January 18, 2012

"The willingness to share makes one free"

"At the heart of my politics has always been the value of community, the belief that we are not merely individuals struggling in isolation from each other, but members of a community who depend on each other, who benefit from each other's help, who owe obligations to each other. From that everything stems: solidarity, social justice, equality, freedom."  ~Tony Blair

Another must-read piece from Charlie Pierce, about his nightmare of navigating the health-insurance maze to receive medication for a chronic illness. It ends this way.


I mention all of this because, tomorrow night, the five remaining Republican candidates will get up on stage and they will promise to repeal even the tepid, insurance-friendly reform of the way we do health-care in this country. Willard Romney will do this even though the tepid, insurance-friendly reform is one he virtually invented. They will have nothing to replace it. They will argue for "market-based" solutions. The above — that is a "market-based solution." And, by the way, this is the kind of thing that zombie-eyed granny starver Paul Ryan wants to put elderly people through in place of Medicare. Phone trees. Automated voices. Hours of their dwindling lives on hold, waiting for purportedly live persons who won't be able to help them. And zombie-eyed granny-starver Paul Ryan is considered by people in my business to be a serious thinker on these matters.


Every single one of these Republicans will make the argument that, because of the entire morning I spent dealing with the preposterous way we do health-care in this country, that I am a "freer" person than are the people in Canada, or New Zealand, or Germany, or Finland. That I had to spend an entire morning mired in bureaucratic absurdity means I have retained my "freedom" as an American.

I work for the Veterans Administration. For all its shortcomings, people who need care can damn well get it. People who need medication can get it. I see it every day. It is "socialist medicine," probably not at its finest, but it bloody well works.

Republicans want to deny this or any other health-care reforms to Americans, and throw them to the insurance-company sharks, all in the name of profit and "market solutions."

President Obama's Affordable Care Act is not in the realm of VA care, and certainly not comparable to Canadian or European health care, but I'll take it.

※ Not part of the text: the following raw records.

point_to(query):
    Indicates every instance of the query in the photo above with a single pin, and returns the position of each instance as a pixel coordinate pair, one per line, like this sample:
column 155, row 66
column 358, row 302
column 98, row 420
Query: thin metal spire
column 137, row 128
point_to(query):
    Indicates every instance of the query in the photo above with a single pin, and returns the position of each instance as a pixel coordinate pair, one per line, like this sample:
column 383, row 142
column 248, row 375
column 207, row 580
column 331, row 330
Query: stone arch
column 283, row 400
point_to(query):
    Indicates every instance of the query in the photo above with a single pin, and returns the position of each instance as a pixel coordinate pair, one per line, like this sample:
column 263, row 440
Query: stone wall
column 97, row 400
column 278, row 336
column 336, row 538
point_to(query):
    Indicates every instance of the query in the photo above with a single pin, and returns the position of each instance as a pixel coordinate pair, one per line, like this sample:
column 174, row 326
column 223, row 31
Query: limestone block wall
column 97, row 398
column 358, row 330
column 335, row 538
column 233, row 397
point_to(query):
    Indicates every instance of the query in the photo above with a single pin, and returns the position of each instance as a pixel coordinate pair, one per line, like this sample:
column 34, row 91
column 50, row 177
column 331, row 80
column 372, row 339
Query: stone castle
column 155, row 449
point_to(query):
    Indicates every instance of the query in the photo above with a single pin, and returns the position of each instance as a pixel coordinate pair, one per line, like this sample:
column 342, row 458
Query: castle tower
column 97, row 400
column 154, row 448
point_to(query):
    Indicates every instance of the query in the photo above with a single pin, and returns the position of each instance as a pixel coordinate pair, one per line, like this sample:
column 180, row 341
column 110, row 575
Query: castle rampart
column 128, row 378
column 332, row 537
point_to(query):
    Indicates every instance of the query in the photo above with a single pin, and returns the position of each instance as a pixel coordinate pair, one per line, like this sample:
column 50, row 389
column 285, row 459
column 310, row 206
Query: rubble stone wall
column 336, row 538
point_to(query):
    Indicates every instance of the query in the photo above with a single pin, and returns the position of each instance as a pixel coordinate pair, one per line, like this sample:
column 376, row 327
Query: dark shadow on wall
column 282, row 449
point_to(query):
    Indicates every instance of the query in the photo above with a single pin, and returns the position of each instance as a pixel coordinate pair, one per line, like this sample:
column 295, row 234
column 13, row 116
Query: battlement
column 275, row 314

And if further down the line we can get rid of for-profit health care altogether and institute Medicare for all or VA-style health care for all, so much the better.

It is high time we grew up as a country, put aside our selfish, immature Wild West "bootstrap" mentality, and realize that we are indeed our brothers' and sisters' keepers. As Kris Kristofferson so eloquently stated, "Freedom's just another word for nothin' left to lose."